There's a reason why Devin had to fake its results.
## but what about copilot?
Plugins like Copilot or Codeium simply provide advanced autocomplete suggestions
and help complete localized tasks. Didn't I say that AI is good at completing
simple and well-defined tasks?
True, I definitely think tools like Copilot are much more useful than the
"ChatGPT full stack software engineer" pipe dream. But these tools present a
different set of issues. First of all, their usefulness is inversely
proportional to your actual programming skill and mastery of a language. They're
really good as suggesting obvious solutions and idiomatic syntax which you might
not know when first getting to know a programming language. Type the beginning
of a common code snippet or function call and it'll fill in and infer the rest.
But this isn't really that useful if you're actually familiar with your language
and your tools. At best, it provides a marginal speed increase.
## the code just sucks
The biggest downside of these tools is _they simply write terrible code._ You've
seen them write optimal Leetcode solutions, but as I said, Leetcode solutions
are both readily available and nothing like real software.

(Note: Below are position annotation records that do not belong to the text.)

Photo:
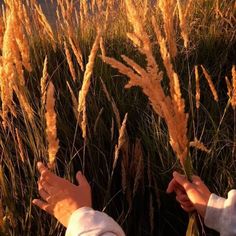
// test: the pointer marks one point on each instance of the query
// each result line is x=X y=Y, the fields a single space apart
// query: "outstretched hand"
x=191 y=196
x=60 y=197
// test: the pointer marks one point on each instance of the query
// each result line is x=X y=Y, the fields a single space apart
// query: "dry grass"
x=129 y=161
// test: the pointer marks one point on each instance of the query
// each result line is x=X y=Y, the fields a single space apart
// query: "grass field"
x=70 y=98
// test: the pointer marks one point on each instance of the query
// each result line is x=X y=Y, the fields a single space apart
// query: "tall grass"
x=128 y=163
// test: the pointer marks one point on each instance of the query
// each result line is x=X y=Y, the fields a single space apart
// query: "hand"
x=61 y=198
x=191 y=196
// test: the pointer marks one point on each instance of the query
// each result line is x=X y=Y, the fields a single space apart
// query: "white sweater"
x=220 y=216
x=87 y=222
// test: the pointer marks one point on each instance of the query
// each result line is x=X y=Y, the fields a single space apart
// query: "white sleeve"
x=87 y=222
x=221 y=214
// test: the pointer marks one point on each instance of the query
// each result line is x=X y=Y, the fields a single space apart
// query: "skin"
x=60 y=197
x=191 y=195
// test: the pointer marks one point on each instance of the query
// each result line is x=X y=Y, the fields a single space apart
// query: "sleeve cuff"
x=87 y=221
x=214 y=212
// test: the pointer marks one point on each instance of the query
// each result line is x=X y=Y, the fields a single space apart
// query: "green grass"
x=148 y=211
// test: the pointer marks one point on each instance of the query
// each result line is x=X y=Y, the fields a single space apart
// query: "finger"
x=81 y=179
x=180 y=179
x=171 y=186
x=197 y=180
x=41 y=167
x=42 y=205
x=47 y=187
x=183 y=197
x=43 y=194
x=184 y=203
x=188 y=209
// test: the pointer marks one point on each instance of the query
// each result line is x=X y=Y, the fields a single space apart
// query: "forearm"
x=86 y=221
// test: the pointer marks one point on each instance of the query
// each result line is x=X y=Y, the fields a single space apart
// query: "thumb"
x=182 y=180
x=81 y=179
x=189 y=188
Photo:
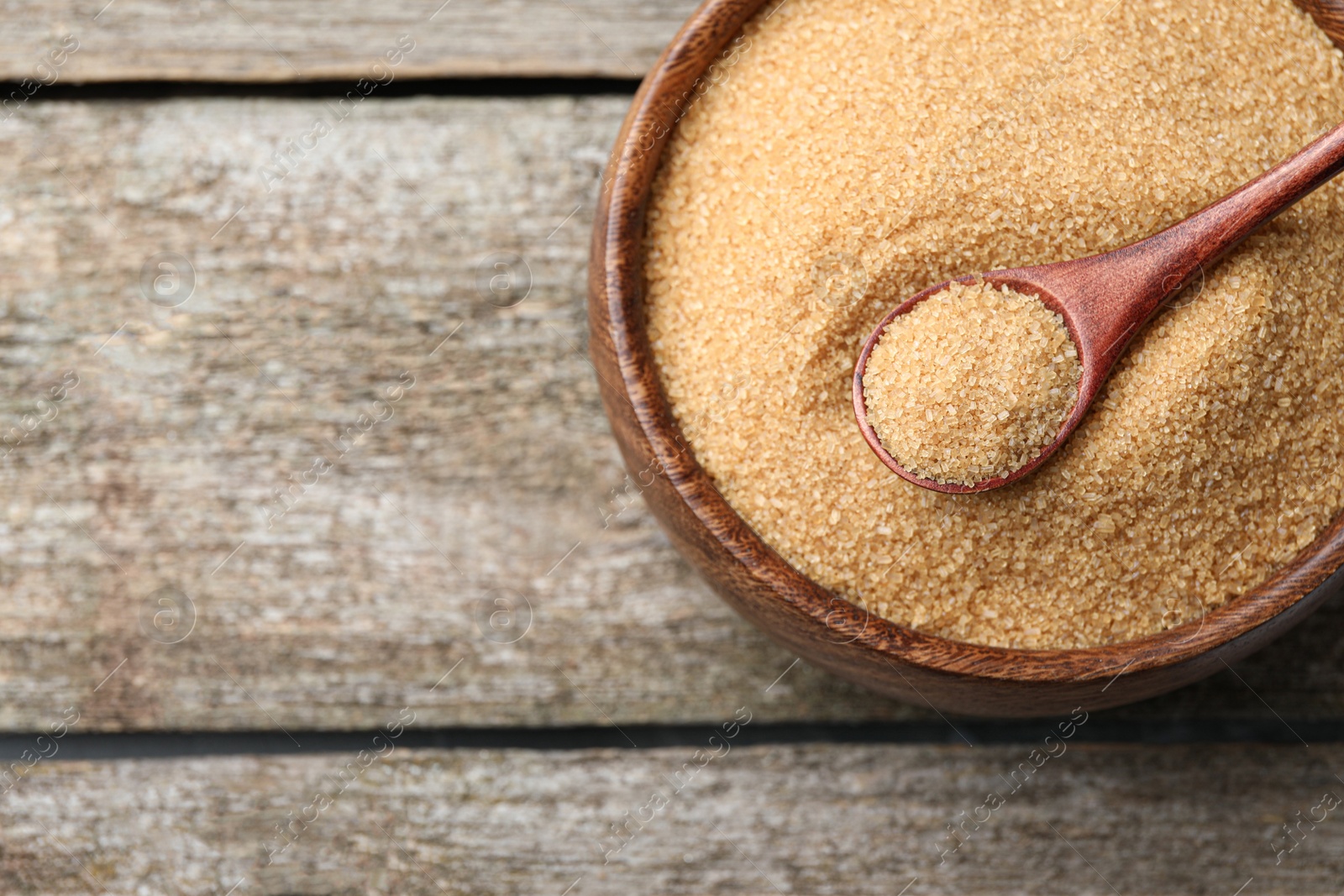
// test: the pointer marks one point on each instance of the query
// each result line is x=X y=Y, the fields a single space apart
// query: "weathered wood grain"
x=756 y=820
x=252 y=40
x=496 y=469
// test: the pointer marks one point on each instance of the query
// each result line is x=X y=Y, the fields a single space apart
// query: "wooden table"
x=533 y=699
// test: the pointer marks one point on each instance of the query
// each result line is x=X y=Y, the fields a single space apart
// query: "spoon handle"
x=1112 y=296
x=1198 y=242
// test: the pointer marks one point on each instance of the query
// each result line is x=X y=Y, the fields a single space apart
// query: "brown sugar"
x=971 y=383
x=891 y=145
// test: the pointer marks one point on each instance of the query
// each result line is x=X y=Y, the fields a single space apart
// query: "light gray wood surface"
x=496 y=469
x=277 y=40
x=756 y=820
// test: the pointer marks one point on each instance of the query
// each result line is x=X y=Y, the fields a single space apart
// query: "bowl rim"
x=618 y=230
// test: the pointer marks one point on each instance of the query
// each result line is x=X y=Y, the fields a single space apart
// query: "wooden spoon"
x=1106 y=298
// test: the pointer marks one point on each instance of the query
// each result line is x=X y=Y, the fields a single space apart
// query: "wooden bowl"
x=800 y=614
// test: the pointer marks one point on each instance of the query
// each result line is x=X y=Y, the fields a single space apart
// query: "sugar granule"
x=898 y=144
x=971 y=383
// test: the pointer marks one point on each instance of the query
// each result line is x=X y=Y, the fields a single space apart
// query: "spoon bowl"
x=1105 y=300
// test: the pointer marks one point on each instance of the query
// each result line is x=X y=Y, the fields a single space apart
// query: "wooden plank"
x=313 y=293
x=253 y=40
x=754 y=820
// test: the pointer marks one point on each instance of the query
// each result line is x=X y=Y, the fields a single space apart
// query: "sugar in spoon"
x=1105 y=300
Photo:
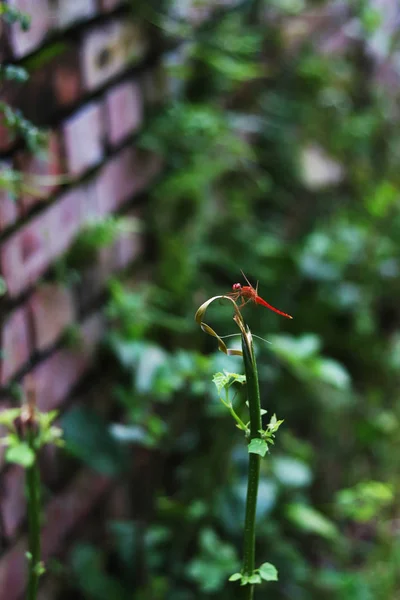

Think about it. The
average software developer is TypeScript Tommy, who dropped out of Udemy to
pursue his dreams of becoming a React boilerplate developer. This is the code
that Copilot and every other LLM trains on. At the end of the day, LLMs are
simply extremely advanced probability machines and the majority of the code
available for them to train with on the internet is just _awful_. When you're
writing code, do you want a mid-tier developer to constantly be placing
distracting suggestions in front of you? Not only does this terminate your flow
of thought as you come up with your own (likely better) code, but you also have
to review what basically amounts to amateur-level code that is sprayed out
across your editor, and often contains subtle errors which leads you to spend
just as much time reviewing documentation or Googling as just implementing
yourself would have taken. This might work for other amateur devs, but shouldn't
the goal be to master your craft? If you're at a skill level where you need to
rely on LLM suggestions to be productive and they're often better than your own
code, you should probably avoid using these tools in the first place and focus
on improving your own skills first.
## it's not all bad?
One concession I will make is that LLM code is great for rapid prototyping where
you don't care at all about code quality and just need something which holds up
for one use and doesn't immediately error out. If you're good at prompting, you
should be able to get an LLM to create shitty prototype code much faster than a
human can. I keep Copilot chat around in my editor for this exact reason. This
is pretty much only useful for toy projects, rudimentary demos, or simple bash
scripting though. Again, bring LLMs to anything that wouldn't fit in a 20 minute
YouTube tutorial, and they completely fail.